My Personal AI policy

I know some people are eager to throw the baby out with the bathwater when it comes to AI. And there are others who are just dying to see it take over the world (and maybe replace our incompetent politicians?)

I’m more about using AI as a tool, and I’ve used it several times for world-building. I haven’t used it for my book covers because it actually took longer to get an image just right than my current method.

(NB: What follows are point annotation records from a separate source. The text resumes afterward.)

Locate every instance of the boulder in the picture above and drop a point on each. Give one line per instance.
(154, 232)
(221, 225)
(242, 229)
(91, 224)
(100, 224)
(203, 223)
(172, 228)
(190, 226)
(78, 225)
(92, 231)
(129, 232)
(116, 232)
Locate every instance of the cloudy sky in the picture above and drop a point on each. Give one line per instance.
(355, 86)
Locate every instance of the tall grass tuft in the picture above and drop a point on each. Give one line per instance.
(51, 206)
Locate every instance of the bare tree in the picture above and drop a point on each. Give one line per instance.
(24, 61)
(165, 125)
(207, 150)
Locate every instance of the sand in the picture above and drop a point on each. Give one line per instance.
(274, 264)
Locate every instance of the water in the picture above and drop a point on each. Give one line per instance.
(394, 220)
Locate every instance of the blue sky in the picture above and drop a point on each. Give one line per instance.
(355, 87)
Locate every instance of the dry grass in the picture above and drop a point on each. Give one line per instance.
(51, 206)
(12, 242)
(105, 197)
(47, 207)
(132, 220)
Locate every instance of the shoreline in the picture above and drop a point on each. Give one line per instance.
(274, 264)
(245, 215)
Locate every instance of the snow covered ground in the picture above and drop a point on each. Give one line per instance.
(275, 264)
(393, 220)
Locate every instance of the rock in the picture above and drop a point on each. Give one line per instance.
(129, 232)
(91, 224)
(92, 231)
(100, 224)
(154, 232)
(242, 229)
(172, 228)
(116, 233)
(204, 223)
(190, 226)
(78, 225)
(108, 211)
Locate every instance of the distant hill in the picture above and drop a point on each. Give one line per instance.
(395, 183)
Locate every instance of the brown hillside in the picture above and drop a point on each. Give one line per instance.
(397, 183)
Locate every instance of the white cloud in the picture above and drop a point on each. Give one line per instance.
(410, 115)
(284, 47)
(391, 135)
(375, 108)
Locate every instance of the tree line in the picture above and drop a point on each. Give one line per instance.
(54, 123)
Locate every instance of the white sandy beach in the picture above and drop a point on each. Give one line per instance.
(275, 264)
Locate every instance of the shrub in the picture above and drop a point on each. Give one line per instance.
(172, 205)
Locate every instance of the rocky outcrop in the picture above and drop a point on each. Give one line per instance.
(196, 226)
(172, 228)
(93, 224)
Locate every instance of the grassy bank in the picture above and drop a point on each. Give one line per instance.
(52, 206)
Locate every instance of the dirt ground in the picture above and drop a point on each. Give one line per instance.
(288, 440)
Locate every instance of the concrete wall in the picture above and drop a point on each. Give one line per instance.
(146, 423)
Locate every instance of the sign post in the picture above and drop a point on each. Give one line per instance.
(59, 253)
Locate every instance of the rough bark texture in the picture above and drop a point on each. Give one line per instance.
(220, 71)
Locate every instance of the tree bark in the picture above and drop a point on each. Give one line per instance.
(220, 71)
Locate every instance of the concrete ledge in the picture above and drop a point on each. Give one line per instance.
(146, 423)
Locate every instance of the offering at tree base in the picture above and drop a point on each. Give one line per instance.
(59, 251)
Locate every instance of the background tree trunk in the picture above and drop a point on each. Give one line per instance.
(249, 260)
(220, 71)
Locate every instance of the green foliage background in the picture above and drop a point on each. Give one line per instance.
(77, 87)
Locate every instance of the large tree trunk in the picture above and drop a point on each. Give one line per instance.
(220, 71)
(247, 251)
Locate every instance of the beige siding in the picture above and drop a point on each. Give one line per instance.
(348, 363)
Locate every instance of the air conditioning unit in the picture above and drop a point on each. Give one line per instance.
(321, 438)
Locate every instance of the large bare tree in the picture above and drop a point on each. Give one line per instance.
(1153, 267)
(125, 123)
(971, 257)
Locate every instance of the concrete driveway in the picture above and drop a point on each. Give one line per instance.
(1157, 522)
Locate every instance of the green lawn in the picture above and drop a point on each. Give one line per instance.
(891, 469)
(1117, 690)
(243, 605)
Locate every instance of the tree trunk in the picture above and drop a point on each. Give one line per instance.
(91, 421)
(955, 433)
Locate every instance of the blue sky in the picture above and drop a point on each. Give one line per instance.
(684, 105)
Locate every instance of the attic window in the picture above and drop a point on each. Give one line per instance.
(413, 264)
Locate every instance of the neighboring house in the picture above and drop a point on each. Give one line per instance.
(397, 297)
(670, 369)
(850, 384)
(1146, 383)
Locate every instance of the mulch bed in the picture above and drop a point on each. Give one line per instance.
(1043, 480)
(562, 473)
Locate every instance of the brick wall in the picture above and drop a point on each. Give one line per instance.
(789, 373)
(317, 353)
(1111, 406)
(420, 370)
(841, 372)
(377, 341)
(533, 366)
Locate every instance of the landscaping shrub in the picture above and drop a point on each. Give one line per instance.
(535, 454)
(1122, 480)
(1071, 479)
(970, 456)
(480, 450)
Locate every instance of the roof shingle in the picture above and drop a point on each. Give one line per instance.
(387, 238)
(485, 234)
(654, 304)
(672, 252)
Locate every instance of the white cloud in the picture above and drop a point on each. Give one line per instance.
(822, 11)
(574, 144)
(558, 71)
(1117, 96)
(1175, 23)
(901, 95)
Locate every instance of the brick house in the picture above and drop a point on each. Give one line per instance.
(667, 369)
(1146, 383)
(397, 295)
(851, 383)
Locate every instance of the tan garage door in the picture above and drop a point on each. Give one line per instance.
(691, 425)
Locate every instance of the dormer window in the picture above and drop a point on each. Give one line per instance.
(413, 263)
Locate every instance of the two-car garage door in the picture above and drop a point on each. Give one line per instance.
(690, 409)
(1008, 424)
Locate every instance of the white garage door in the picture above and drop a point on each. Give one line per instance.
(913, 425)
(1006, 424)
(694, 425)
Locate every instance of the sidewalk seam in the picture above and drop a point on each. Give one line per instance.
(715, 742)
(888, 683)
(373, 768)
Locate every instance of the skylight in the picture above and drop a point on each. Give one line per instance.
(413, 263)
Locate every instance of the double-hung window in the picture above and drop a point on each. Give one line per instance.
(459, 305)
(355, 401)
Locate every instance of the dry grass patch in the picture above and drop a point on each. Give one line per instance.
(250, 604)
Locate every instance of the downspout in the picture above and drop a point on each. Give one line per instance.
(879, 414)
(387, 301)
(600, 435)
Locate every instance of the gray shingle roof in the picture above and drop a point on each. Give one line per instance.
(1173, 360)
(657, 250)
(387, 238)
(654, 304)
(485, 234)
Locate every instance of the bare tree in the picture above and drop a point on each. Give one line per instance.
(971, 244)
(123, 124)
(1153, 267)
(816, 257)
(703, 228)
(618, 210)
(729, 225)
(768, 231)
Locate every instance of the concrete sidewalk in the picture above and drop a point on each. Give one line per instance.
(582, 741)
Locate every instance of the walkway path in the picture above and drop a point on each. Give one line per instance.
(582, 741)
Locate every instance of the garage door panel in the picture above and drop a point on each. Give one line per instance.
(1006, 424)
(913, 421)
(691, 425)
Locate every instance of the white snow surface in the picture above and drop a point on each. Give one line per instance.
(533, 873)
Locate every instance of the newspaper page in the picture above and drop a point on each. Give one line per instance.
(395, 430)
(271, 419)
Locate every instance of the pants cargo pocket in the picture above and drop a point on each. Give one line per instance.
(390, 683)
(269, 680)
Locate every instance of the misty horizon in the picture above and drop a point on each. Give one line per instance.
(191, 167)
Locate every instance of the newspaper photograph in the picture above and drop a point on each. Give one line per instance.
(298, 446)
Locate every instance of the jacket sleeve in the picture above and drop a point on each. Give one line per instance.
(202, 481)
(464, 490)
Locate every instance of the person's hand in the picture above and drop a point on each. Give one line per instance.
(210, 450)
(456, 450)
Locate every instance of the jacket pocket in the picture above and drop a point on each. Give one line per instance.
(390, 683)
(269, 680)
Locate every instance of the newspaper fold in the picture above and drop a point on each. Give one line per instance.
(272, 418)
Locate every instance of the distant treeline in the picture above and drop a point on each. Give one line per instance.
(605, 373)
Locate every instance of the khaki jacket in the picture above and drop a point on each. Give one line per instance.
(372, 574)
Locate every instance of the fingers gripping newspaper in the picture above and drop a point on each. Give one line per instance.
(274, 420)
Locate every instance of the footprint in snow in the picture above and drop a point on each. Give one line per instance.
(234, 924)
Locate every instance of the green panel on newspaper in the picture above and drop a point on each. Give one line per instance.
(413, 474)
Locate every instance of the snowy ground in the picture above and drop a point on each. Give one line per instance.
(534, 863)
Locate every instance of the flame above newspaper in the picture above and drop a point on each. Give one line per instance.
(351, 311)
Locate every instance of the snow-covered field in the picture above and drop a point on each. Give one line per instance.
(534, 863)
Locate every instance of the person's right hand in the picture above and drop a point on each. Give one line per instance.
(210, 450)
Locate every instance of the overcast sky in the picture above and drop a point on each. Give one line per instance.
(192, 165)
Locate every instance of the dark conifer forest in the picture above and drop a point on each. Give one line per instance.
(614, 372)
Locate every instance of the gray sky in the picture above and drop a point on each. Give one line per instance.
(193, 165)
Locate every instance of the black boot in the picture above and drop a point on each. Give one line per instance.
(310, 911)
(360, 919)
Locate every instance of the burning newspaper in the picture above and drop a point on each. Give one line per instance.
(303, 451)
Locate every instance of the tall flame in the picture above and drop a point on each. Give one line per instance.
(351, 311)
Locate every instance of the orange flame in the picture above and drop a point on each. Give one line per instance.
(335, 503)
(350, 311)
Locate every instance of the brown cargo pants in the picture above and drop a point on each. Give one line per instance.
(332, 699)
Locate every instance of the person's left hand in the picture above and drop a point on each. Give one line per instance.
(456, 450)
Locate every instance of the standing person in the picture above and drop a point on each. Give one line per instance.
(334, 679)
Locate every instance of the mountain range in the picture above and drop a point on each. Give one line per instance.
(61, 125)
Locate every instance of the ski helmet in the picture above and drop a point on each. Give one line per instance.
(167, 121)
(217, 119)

Then I heard about the developers feeding the AI copyrighted images (bad move) and decided on a personal AI policy.

That was a month ago.

With all the work I had to do with my last short, I hadn’t had time to make one out and now that it’s published, here we are.

  1. No published work on Amazon will have any AI generated anything, unless you count ProWritingAid. This is where the lines get blurred, which is why I don’t understand the all-or-nothing stance against it. If you use a computer or use social media, you are using a form of passive AI that’s been around for ages. Doubly so if you use any form of a grammar editor (Microsoft Word, OpenOffice, Grammarly, ProWritingAid, etc). I can get more into that another day.
  2. If I use AI images for any blog post, it will either have a watermark or I will put the origin in the caption.
  3. If I use AI for text, it will be in a quote format attributed to the original site or a screenshot and the attribution in the image or the Caption
  4. If I use AI in social media, I will also say the origin in the post.

Like everything online, social norms will develop. That is until the fearmonger have their way.

prompt: A bunch of crabs in a pot pulling each other down
Via https://labs.openai.com/ (a.k.a. DALL-E)

How is it possible that we aren’t all still using horse and buggies?